17 mars 2020 – Début du confinement

Et puis soudain, en quelques jours on commence à entendre parler du Corona Virus. Sincèrement, je n’ai rien vu venir. En effet, des grippes aviaires et autres H1N1, on en avait déjà eu et ça n’avait rien changé à nos vies. Soudain le confinement est annoncé. Je crois qu’on a tous été sous le choc de l’annonce. Puis les premiers jours de silence total dans les rues. Et la nécessité de s’organiser pour faire ses courses, travailler ou même simplement sortir de chez soi. Nous avons sans doute encaissé le choc chacun à notre façon. Certains ont essayé d’en tirer le meilleur partie. Comme les nouveaux cuisiniers ou yogis en herbe qui se sont découvert une passion.

Pour ma part, j’étais hébété. Comme coupée dans mon élan, j’avais l’impression d’avoir pris un mur en pleine face alors que je roulais à 90. Toutes mes conférences et événements prévus ont été annulés. Mais en même temps, les municipales se déroulaient encore. J’étais prise comme dans un vortex qui m’a propulsé dans un monde parallèle. Enfermée chez moi avec mes enfants et à la fois en fonction dans ma ville pour fournir des masques au plus grand nombre et au plus vite.

L’instruction en famille

Mais ce qui m’a le plus stressée c’était le bien être de mes enfants. Heureusement, nous avons pu sortir tous les jours sans vraiment sortir de notre résidence. Bien que les parcs soient fermés, nous avions la chance d’habiter une résidence avec un coin de verdure et un poulailler.

Aussi, je dois avouer que j’étais heureuse de pouvoir profiter des minis sans le stress de courir à l’école et à la crèche le matin.

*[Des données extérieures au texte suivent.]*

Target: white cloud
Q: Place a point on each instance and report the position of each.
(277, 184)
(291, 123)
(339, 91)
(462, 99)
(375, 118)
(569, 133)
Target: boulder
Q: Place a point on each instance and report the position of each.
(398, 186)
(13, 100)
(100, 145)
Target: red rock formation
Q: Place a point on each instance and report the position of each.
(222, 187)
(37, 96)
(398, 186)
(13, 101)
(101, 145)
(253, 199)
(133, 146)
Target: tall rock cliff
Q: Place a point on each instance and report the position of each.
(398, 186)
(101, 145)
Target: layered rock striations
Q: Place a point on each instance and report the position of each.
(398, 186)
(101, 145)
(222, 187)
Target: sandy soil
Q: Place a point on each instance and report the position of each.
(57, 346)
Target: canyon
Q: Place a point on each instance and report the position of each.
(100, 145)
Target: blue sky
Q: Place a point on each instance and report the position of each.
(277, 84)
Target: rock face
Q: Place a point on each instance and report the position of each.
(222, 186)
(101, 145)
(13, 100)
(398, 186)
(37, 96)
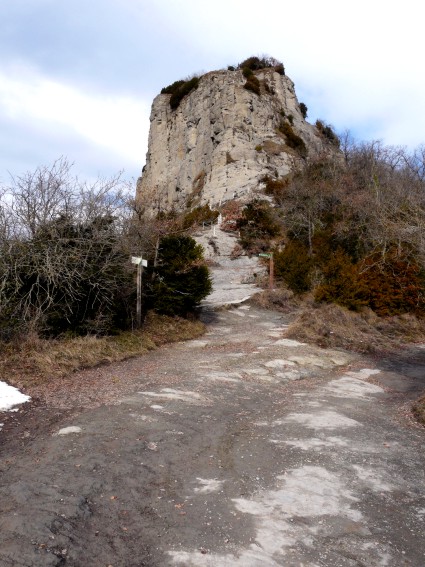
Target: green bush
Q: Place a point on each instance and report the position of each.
(294, 266)
(179, 89)
(293, 140)
(253, 84)
(257, 224)
(256, 63)
(327, 132)
(181, 279)
(199, 215)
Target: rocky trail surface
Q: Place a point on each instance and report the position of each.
(242, 448)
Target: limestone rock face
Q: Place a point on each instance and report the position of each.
(222, 140)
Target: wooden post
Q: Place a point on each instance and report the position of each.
(139, 296)
(271, 271)
(138, 260)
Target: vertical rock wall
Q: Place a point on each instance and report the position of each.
(222, 140)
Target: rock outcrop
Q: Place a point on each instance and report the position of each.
(222, 140)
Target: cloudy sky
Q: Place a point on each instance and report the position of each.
(77, 77)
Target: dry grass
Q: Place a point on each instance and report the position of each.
(332, 326)
(35, 361)
(280, 298)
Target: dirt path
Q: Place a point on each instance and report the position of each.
(242, 448)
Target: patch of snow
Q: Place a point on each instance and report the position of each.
(10, 397)
(373, 479)
(314, 443)
(279, 363)
(171, 394)
(320, 420)
(208, 485)
(289, 343)
(349, 386)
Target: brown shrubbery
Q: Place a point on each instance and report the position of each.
(348, 233)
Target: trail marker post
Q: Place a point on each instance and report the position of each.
(271, 268)
(140, 263)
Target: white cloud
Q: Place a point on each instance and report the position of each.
(119, 124)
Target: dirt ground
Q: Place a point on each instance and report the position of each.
(241, 448)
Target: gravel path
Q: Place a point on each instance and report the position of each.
(242, 448)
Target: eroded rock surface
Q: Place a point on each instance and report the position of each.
(222, 140)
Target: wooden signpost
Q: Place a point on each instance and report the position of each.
(140, 263)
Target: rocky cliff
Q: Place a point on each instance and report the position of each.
(222, 139)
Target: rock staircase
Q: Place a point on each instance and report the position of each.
(234, 274)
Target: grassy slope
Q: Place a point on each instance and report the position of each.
(37, 361)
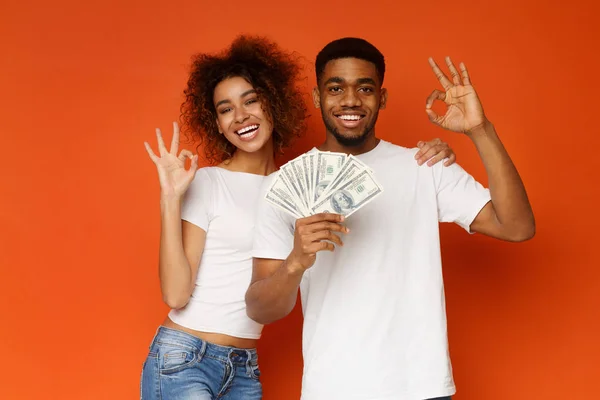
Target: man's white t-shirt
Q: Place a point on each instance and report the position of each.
(374, 310)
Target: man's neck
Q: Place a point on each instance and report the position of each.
(331, 144)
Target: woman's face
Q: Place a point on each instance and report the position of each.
(240, 116)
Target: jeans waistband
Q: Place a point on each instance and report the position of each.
(176, 337)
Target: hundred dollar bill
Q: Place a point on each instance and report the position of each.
(290, 178)
(351, 196)
(279, 194)
(351, 167)
(329, 165)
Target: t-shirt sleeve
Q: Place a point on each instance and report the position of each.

Bien que MiniNous, 5 ans, en grande section de maternelle, reçoive régulièrement des exercices de la part de sa maitresse, je ne nous mettais pas la pression à ce sujet. Surtout, je me disais, pour les quelques semaines de confinement annoncées, ce n’était pas bien grave qu’elle fasse une pause. Elle aura toujours le temps de rattraper directement à l’école. Cependant, quand le confinement a été prolongé, le stress m’a peu à peu envahie. Surtout parce que la rentrée en CP semblait être la prochaine fois où elle irait en classe. Alors, j’ai essayé de mettre en place un semblant d’instruction en famille. Mais franchement ce n’est pas pour moi. Je n’ai ni la patience ni la pédagogie nécessaire. Je voue une immense admiration aux enseignant.e.s et aux familles qui ont choisi cette voie!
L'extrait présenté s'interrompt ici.